Wednesday 3 June 2020
It’s Like Something Out of Waterworld
It was overcast to start with. Then it started to rain. It has been so hot and sunny so far that it was quite a shock. Work defined the day. That was until I got a call to explain I had to take an unpaid two week break to satisfy regulations. Hey ho! There’s plenty to do on Silverdale – as I was about to find out.
In the afternoon, we drove up to the marina office on our way out, to B&Q to collect what we had clicked. At the office, a package had arrived for us, so post is getting through. B&Q is in Northampton, a nine mile drive: scenic route there , ‘A’ road back. This was interspersed with me queuing in the rain in a queue of one, me. Collecting what I’d forgotten we had ordered and it transpiring to be three blinds and what looked to be 25 gallons of Brilliant White emulsion! Mu had ordered the large or rather gargantuan pot. It brought a whole new meaning to supersize me. We have enough paint to cover all the narrowboat interiors in the marina!
Back on Silverdale, the water pump that had worked flawlessly since it had been switched on started to run for longer when we ran the tap. Water flowed but it stayed on for longer. It hit a point where it just stayed on. I flipped a switch (that skill coming in handy again). We surmised it was that the water tank was running low. I unpacked the new blue, food grade, flat water hose and stepped out into the forward well deck. It was raining.
I connected the hose to the tap, unravelled the flat hose and connected the nozzle to put into the water tank inlet. Said inlet was opened via a white plastic key type thing, designed specifically for the job. I turned on the hose at the stand pipe which was just at the end of the pontoon, by the path. Water flowed, forcing the flat tube into a tube shaped tube and then, the hose shot off from the tap. It had left the attachment on the tap, the tubing coming loose from the collar. I fixed this by pressing it into the crimp and tightening the collar. Water was back, flowing down the pipe. A fine mist sprayed from the tap/attachment interface but nothing too onerous. Now back to the business end.
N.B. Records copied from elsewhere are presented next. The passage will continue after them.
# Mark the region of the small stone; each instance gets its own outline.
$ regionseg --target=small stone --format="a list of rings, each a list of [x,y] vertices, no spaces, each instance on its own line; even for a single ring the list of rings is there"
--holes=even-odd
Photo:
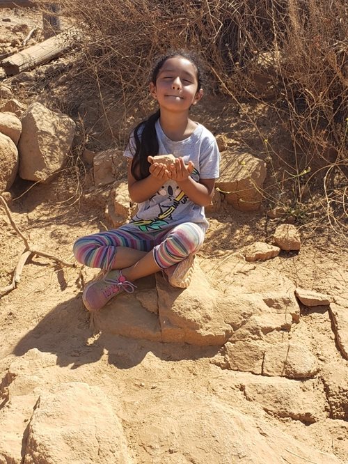
[[[226,135],[220,134],[216,137],[219,151],[225,151],[228,147],[228,139]]]
[[[295,290],[295,294],[305,306],[326,306],[330,304],[330,297],[329,295],[299,288]]]
[[[1,196],[8,205],[12,201],[12,194],[10,192],[3,192],[1,193]],[[10,314],[10,313],[9,313],[9,314]]]
[[[12,98],[13,93],[10,87],[7,86],[0,86],[0,98]]]
[[[246,261],[265,261],[267,259],[278,256],[280,252],[280,249],[278,247],[264,242],[255,242],[246,248],[244,256]]]
[[[299,250],[301,248],[299,233],[296,227],[290,224],[283,224],[276,228],[274,242],[281,249],[287,252]]]
[[[90,150],[85,148],[82,153],[82,160],[88,164],[93,164],[95,155],[95,153],[94,153]]]

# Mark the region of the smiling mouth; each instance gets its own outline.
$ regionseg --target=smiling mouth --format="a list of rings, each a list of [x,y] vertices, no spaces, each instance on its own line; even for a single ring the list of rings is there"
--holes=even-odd
[[[180,100],[184,100],[184,98],[180,97],[179,95],[166,95],[166,97],[173,97],[173,98],[180,98]]]

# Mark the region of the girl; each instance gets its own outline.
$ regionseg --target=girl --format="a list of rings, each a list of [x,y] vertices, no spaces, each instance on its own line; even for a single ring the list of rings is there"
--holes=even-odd
[[[150,92],[159,108],[135,127],[124,153],[129,196],[139,211],[128,224],[74,245],[79,263],[106,271],[84,288],[89,311],[122,291],[133,292],[134,281],[160,270],[174,286],[187,287],[207,228],[204,206],[212,201],[220,155],[212,134],[189,118],[203,95],[193,56],[180,51],[159,59]],[[169,153],[172,164],[156,162],[157,155]]]

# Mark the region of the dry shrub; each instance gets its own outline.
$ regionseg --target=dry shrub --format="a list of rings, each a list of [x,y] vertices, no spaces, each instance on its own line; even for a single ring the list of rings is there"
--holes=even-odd
[[[291,138],[292,154],[281,160],[277,141],[269,139],[267,151],[285,163],[294,201],[301,204],[303,192],[317,184],[331,224],[343,230],[348,171],[346,0],[61,3],[63,14],[84,32],[75,73],[86,91],[111,91],[116,105],[126,109],[145,98],[157,55],[168,48],[196,50],[215,91],[239,105],[262,102],[277,114]],[[285,189],[283,180],[283,173],[276,183]]]

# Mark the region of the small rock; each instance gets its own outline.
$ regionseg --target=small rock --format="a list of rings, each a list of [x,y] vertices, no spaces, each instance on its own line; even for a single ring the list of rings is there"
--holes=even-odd
[[[82,160],[88,164],[93,164],[95,155],[95,153],[90,150],[85,148],[82,153]]]
[[[10,192],[3,192],[1,193],[1,196],[8,205],[12,201],[12,194]],[[8,313],[8,315],[10,316],[10,314]]]
[[[318,293],[313,290],[304,290],[297,288],[295,290],[296,296],[301,302],[306,306],[322,306],[330,304],[329,295]]]
[[[274,242],[281,249],[287,252],[301,248],[299,233],[294,226],[289,224],[283,224],[276,228]]]
[[[0,98],[12,98],[13,93],[10,87],[7,86],[0,86]]]
[[[228,147],[228,139],[226,135],[220,134],[216,137],[216,143],[220,151],[225,151]]]
[[[280,252],[278,247],[264,242],[255,242],[246,248],[244,256],[246,261],[265,261],[270,258],[278,256]]]

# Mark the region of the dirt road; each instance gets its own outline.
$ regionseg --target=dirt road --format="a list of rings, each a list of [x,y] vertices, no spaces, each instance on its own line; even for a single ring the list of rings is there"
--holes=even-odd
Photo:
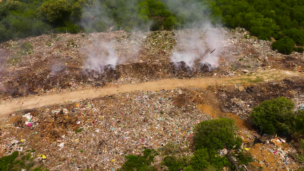
[[[59,94],[55,93],[44,96],[31,96],[17,98],[11,102],[4,103],[4,105],[0,106],[0,110],[1,111],[0,117],[7,116],[17,110],[30,109],[56,104],[61,104],[73,100],[88,98],[95,98],[116,93],[139,90],[170,89],[178,87],[196,87],[203,89],[209,86],[218,84],[235,85],[252,82],[264,82],[267,80],[282,80],[286,78],[298,76],[300,74],[299,72],[287,71],[264,71],[263,72],[256,73],[255,75],[243,75],[220,79],[214,78],[189,79],[168,79],[158,81],[147,82],[139,84],[110,85],[102,88],[85,89]],[[17,103],[16,102],[19,103]],[[22,103],[23,103],[20,106]],[[2,102],[1,103],[3,103],[3,102]]]

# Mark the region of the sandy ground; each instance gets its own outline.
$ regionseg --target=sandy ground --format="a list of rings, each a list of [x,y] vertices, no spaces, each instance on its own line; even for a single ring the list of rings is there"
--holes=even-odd
[[[276,75],[274,78],[273,76]],[[94,98],[119,93],[139,90],[154,90],[162,89],[170,89],[177,87],[196,87],[206,88],[207,86],[218,84],[235,84],[243,82],[244,79],[254,79],[257,77],[264,79],[282,80],[286,78],[300,75],[298,72],[276,70],[257,73],[251,75],[243,75],[228,77],[219,79],[214,78],[194,79],[168,79],[155,82],[149,82],[139,84],[110,85],[99,89],[84,89],[74,92],[51,93],[45,96],[30,96],[15,99],[14,101],[6,103],[0,107],[3,117],[17,110],[29,109],[44,106],[60,104],[65,102],[78,100],[86,98]],[[231,81],[233,80],[233,81]]]

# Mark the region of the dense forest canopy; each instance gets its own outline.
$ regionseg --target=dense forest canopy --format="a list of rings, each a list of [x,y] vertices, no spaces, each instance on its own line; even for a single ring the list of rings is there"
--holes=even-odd
[[[245,28],[259,39],[303,46],[303,16],[302,0],[2,0],[0,42],[50,31],[171,30],[209,20]]]

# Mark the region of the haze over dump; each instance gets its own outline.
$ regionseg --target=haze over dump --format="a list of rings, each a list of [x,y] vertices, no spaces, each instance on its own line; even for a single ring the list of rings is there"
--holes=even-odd
[[[171,61],[178,68],[181,62],[183,62],[192,69],[195,61],[198,60],[201,64],[207,65],[209,70],[214,68],[223,50],[223,37],[219,30],[215,28],[217,26],[214,26],[215,25],[219,25],[219,23],[212,20],[215,23],[212,23],[207,19],[210,12],[207,8],[204,7],[201,2],[177,0],[171,3],[171,1],[166,1],[173,13],[191,16],[185,19],[187,21],[185,26],[192,29],[190,35],[182,35],[177,37],[177,46],[171,57]],[[189,13],[191,15],[189,15]]]
[[[119,58],[113,44],[113,41],[106,42],[97,40],[92,47],[88,48],[88,60],[85,64],[85,70],[93,70],[101,74],[107,68],[115,69]]]

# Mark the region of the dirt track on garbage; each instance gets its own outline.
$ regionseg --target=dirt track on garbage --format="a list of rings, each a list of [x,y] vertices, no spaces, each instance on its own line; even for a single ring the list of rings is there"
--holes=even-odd
[[[242,75],[219,79],[214,78],[196,78],[187,79],[167,79],[157,81],[146,82],[140,84],[109,85],[102,88],[84,89],[73,92],[56,93],[42,96],[29,96],[18,98],[14,101],[4,103],[0,106],[0,117],[7,116],[16,111],[41,107],[55,104],[62,104],[73,100],[87,98],[94,98],[117,93],[140,90],[155,90],[170,89],[174,87],[188,87],[204,88],[209,86],[219,84],[235,85],[252,82],[257,82],[265,80],[282,80],[299,76],[297,72],[284,70],[264,71],[254,75]]]

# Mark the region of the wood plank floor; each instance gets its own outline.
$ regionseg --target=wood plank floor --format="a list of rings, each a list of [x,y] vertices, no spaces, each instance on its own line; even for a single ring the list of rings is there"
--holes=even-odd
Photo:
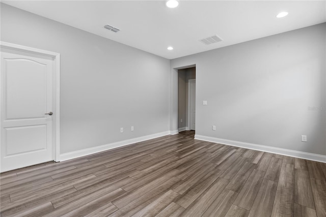
[[[326,216],[326,164],[167,135],[1,174],[7,216]]]

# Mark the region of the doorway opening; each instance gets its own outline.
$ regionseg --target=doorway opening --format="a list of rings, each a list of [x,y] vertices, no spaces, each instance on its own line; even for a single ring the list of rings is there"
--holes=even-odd
[[[178,70],[178,129],[196,130],[196,67]]]

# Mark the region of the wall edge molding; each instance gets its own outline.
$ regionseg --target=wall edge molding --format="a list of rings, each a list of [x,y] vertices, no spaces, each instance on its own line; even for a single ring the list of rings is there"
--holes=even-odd
[[[157,133],[154,133],[150,135],[145,135],[143,137],[138,137],[136,138],[130,139],[127,140],[124,140],[105,145],[102,145],[92,148],[88,148],[84,149],[79,150],[77,151],[72,151],[71,152],[65,153],[64,154],[60,154],[60,161],[63,161],[65,160],[68,160],[77,157],[83,157],[84,156],[95,154],[96,153],[100,152],[101,151],[107,151],[108,150],[112,149],[114,148],[119,148],[128,145],[131,145],[133,143],[139,143],[146,140],[149,140],[157,138],[158,137],[171,134],[171,131],[166,131]]]
[[[314,160],[322,162],[326,162],[326,155],[314,154],[312,153],[304,152],[302,151],[295,151],[293,150],[285,149],[280,148],[276,148],[271,146],[267,146],[262,145],[257,145],[252,143],[244,143],[242,142],[234,141],[232,140],[225,140],[216,138],[215,137],[206,137],[201,135],[195,135],[195,139],[202,140],[204,141],[211,142],[215,143],[220,143],[223,145],[236,146],[249,149],[256,150],[257,151],[264,151],[274,154],[282,154],[283,155],[307,160]]]
[[[187,130],[187,129],[186,129],[186,127],[181,127],[181,128],[179,128],[179,129],[178,129],[178,131],[179,132],[182,132],[182,131],[185,131],[185,130]]]

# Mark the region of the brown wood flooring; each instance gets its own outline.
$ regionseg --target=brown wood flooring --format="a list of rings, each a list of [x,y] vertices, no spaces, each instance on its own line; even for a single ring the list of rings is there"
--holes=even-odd
[[[184,131],[1,174],[1,216],[326,216],[326,164]]]

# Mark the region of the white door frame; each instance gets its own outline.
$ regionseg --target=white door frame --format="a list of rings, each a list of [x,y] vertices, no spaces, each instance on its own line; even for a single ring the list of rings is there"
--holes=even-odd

Water was flowing into the tank via the inlet pipe. I knew this was the correct location as it had a sign: Water, not Pump Out (don’t go there) or Diesel so we were on the right tank. I was stood in the drizzling rain. Suddenly I was soaking wet! The pipe had pulled out of the inlet and was flailing about, like some angry blue snake. Worse still, the nozzle was nowhere to be seen. I managed to wrestle the snake into submission and then check the inlet. My worst fear was confirmed, the nozzle was at the bottom of the very long inlet pipe into the tank. With no way of getting it out! The tank could still be filled but only very slowly due to the added constriction.
The good news was that some water had made its way into the tank and the water pump now cut in and out as it should. Low water causes the pump to be used more. To cap it all, the cap on the tap for the hose to connect to, it wouldn’t come off! It was as though I had welded it on 🙁 I went in to change my wet trousers.
I did have another try at filling the water tank (very slowly) but it was cold and still wet so I abandoned it until tomorrow.
I didn’t fancy watching Waterworld so we watched an episode of Breaking Bad and suddenly, the hose pipe incident seemed trivial.